A la télé sénégalaise, le héros de la série « le Virus » est un méchant 

Il y a eu les femmes séductrices ou bafouées de « Maîtresse d’un homme marié », le rédacteur en chef d' »Idoles » confronté aux réalités du pouvoir… la dernière série TV sénégalaise propose un héros pas glamour mais bien de son temps : « le Virus ».

La ressemblance avec des évènements existant ou ayant existé est tout sauf fortuite : « le Virus », succession de fictions courtes diffusées tous les soirs depuis fin avril par la chaîne privée ITV et sur les réseaux sociaux, est
totalement inspiré par le Covid-19 qui sévit ici aussi.
« Le Virus » se veut récréatif comme les productions aux multiples saisons qui cartonnent sur les télévisions du pays, mais aussi pédagogique. Le personnage inventé du docteur Diouf qui intervient à la fin de chaque épisode sera peut-être mieux entendu que ses véritables confrères en blouse blanche en s’appuyant sur les courtes séquences imaginées dans la vie quotidienne des foyers sénégalais.

La scène tournée aujourd’hui dans un appartement d’un quartier résidentiel de Dakar est en prise directe avec la réalité du moment. Le Ramadan, comme dans la vraie vie, y touche à sa fin. Le dernier jour du mois sacré de jeûne, les enfants frappent aux portes pour quémander de l’argent.

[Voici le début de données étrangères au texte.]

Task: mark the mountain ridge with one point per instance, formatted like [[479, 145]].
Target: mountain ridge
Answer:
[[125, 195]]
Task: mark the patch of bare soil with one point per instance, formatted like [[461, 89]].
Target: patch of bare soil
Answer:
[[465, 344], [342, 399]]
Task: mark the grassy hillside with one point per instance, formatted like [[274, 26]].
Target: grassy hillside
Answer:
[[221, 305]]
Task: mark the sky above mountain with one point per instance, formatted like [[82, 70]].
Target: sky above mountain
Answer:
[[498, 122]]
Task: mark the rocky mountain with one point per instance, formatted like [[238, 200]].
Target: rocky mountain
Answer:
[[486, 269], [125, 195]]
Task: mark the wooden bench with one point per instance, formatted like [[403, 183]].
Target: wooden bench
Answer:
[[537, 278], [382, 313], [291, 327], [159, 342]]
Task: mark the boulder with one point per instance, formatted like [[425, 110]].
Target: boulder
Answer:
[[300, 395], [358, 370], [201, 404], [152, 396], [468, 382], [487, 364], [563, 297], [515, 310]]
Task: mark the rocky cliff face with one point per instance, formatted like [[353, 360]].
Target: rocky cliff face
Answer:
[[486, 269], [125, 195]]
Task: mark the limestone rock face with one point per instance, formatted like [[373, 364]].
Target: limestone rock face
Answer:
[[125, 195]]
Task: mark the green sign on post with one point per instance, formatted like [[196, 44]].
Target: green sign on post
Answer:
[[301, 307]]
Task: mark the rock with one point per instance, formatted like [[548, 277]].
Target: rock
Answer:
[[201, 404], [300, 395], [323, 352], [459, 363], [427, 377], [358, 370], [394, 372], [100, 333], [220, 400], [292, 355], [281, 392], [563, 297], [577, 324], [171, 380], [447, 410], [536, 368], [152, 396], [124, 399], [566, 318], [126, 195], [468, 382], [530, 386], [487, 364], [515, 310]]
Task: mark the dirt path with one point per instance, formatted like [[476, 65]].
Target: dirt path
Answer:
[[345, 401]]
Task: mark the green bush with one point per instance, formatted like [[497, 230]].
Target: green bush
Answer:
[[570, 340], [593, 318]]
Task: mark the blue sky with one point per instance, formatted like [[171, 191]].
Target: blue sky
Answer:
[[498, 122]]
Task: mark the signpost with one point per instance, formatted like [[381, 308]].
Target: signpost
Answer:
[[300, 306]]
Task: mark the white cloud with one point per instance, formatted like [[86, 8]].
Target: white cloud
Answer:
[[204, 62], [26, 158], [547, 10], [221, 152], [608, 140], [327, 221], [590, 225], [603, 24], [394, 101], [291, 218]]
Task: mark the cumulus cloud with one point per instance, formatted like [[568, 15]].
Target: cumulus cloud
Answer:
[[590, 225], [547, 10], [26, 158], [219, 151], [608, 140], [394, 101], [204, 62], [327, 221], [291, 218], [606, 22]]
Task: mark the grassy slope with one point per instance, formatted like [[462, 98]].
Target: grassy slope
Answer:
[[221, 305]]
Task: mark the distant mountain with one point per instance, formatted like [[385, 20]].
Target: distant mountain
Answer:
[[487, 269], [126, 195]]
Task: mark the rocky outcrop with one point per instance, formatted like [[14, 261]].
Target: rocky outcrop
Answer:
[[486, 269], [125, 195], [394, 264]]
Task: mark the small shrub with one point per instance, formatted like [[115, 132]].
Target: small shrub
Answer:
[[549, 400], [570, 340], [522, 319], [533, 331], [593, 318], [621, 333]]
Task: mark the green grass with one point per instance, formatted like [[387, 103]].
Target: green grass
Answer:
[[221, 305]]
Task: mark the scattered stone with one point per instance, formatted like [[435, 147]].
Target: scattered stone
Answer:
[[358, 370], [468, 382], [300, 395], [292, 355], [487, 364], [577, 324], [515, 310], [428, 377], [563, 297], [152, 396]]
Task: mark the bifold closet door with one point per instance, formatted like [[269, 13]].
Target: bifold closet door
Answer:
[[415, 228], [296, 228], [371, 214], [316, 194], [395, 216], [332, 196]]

Trois fillettes bien habillées comme de tradition tombent sur un chef de famille qui leur claque la porte au nez. Il peste contre ces parents qui laissent leur progéniture traîner dehors par les temps qui courent.

« On a voulu faire des téléfilms de cinq à huit minutes pour montrer ce qu’il faut faire et ce qu’il ne faut pas faire pour échapper au coronavirus. Nous avons jugé que c’est plus efficace de le montrer en allant au-delà des messages habituels comme + lavez-vous les mains+, +éternuez dans votre coude+,
+évitez les rassemblements+ », dit le réalisateur Mohamed Moustapha Kanté, masque sur le visage parmi les caméras, les projecteurs et les câbles.

 

« Dérives » audiovisuelles 

La série de 30 épisodes en wolof, langue parlée au Sénégal, a commencé en même temps que le Ramadan et passe à l’heure de la rupture du jeûne. Ce moment où les Sénégalais sont friands de sketches est propice à la sensibilisation dans un pays où la contagion reste relativement limitée, mais où l’inquiétude est présente quant aux capacités du système de santé.

Les autorités ont déclaré près de 3.000 cas de contamination et plus de 30
décès. Dans un épisode du « Virus », un jeune homme s’en prend à sa soeur trop absorbée par les réseaux sociaux pour se préoccuper des mises en garde officielles jusqu’au jour où elle est elle-même atteinte.

« Les messages varient en fonction des jours », dit le docteur Diouf, Alioune Thiam à la ville, masqué et ganté. Il évoque les retours des téléspectateurs, comme celui qui « nous a dit qu’il ne savait pas que la diarrhée faisait partie des symptômes ».

Le ministère de la Santé observe avec intérêt. « Nous avons reçu beaucoup de productions et des synopsis sur le coronavirus. Nous sommes en train de voir comment travailler avec ces maisons de production dans le cadre de la sensibilisation », dit sa porte-parole, Mme Ngoné Ngom.

Une autre autorité de surveillance veille au grain : le Conseil national de régulation de l’audiovisuel. Il a prévenu que la profusion de programmes télé et radio réalisés pour le Ramadan ne devait pas susciter de « dérives » comme la dérision anti-religieuse. Elle ne doit pas non plus donner lieu à « tout ce qui ressemblerait à de la stigmatisation de victimes du coronavirus ».